No lado oposto, como fatores que poderiam amenizar isso, listaria: (1) o fim, em algum momento, espero, da pandemia; (2) a mudança no Ethereum, a criptomodeda mais rentável hoje em dia e que é minerada por GPU, de PoW (proof of work) para PoS (proof of stake), que não vai requerer o poder de processamento de GPUs; (3) que neste exato momento (maio de 2021) as cotações de criptomoedas estão em baixa, e isso pode ser uma tendência mais duradoura; (4) e as iniciativas da nVidia de bloquear a mineração nas placas para consumidor final, até agora sem sucesso, mas supondo que alguma delas dê o resultado esperado no futuro. Mas ainda assim, mesmo que estes fatores façam os preços de GPU normalizarem, ficou evidente a fragilidade no equilíbrio de mercado. Uma questão central é que consumidores finais "gamers" de placas de vídeo não são prioridade para as fabricantes de semicondutores, que possuem recursos finitos. Eles perderão para montadoras de veículos, mineradores, integradores de dispositivos prontos, etc., dispostos a pagar muito mais e consumir volumes maiores.
E, além disso, vejo com cada vez mais simpatia os serviços de streaming de jogos em nuvem, como o Geforce Now, na qual as GPUs vão estar em datacenters e não no dispositivo local. Não é a solução para tudo, para todos os cenários, e existe a questão da latência, uma realidade física da qual não há como escapar, apenas mitigar. Mas se os servidores estivem perto (na mesma cidade, ou bairro), as conexões forem boas, e para jogos single player, quem sabe? Se antes eu já descartava de imediato por causa da latência, agora já começo a procurar as condições de viabilidade de uso de streaming de jogos. É mantendo a linha racional deste artigo, também considero um uso mais racional de um recurso caro, já que se a minha GPU pessoal não fica em uso 24x7, no datacenter uma GPU ociosa poderia ser alocada por demanda para algum usuário a qualquer momento, otimizando seu uso. E o usuário pagaria uma mensalidade, enquanto interessar, sem se preocupar com configuração do PC para suportar a GPU (capacidade da fonte, gargalos nos outros componentes), upgrade, revenda, etc. Parece promissor.
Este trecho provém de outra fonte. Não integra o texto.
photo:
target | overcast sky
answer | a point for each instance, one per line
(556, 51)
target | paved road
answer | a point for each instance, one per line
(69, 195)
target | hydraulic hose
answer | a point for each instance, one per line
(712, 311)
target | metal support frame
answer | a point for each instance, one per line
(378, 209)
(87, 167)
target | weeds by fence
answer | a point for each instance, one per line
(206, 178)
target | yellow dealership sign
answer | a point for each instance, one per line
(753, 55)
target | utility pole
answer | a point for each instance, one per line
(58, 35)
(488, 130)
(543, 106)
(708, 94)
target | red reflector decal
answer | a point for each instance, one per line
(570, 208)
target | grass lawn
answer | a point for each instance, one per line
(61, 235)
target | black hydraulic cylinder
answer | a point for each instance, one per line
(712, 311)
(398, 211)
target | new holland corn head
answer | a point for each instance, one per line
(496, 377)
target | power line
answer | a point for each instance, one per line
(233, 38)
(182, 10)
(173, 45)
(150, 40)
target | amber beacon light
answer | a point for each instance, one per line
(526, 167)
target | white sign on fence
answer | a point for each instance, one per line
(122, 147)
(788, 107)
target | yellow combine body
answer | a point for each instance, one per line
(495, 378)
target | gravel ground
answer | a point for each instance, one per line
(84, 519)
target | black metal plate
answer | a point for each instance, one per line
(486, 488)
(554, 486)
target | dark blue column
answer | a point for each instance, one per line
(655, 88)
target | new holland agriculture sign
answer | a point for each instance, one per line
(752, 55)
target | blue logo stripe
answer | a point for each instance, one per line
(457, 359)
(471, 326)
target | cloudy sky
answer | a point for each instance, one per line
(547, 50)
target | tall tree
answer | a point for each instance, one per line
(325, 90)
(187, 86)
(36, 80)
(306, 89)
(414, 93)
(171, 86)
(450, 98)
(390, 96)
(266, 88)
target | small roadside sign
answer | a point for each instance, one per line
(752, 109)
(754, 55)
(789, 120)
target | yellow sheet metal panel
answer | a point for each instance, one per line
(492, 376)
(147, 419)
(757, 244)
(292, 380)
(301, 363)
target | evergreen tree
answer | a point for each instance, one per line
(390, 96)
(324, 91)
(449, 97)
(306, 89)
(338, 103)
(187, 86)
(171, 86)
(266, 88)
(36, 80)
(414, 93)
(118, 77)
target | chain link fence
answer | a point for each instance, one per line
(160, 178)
Mas finalmente, voltando ao desktop montado: SE esta hipótese da placa de vídeo de alta performance para PC se tornar inviável se concretizar e SE os preços de placas de vídeo não baixarem ao ponto de um público suficiente poder (ou querer) comprar, se quem ainda quer jogar algo migrar de vez para console ou streaming... o que ainda justifica montar um PC? Eu provavelmente ainda montaria, por outros motivos, mas aqui, ao contrário de antes, eu já eu não me vejo como representante de um grupo significativo.
A minha previsão atual é bem pessimista. Pode ser o momento da virada para o fim dos desktops montados. Ou pode ser que o mercado de GPUs volte ao normal... Mas uma queda de preços no varejo até o valor que eu considero razoável eu acho muito improvável. É um momento crítico para se acompanhar com cuidado. No pior caso, tudo dando errado, eu prevejo dois ou três anos para uma mudança visível e abandono da cultura do PC. Enquanto as unidades de GPUs instaladas atuais durarem não há motivo para desespero. Depois disso ou a oferta começa a suprir a demanda, ou esta vai ser redirecionada para outro lugar.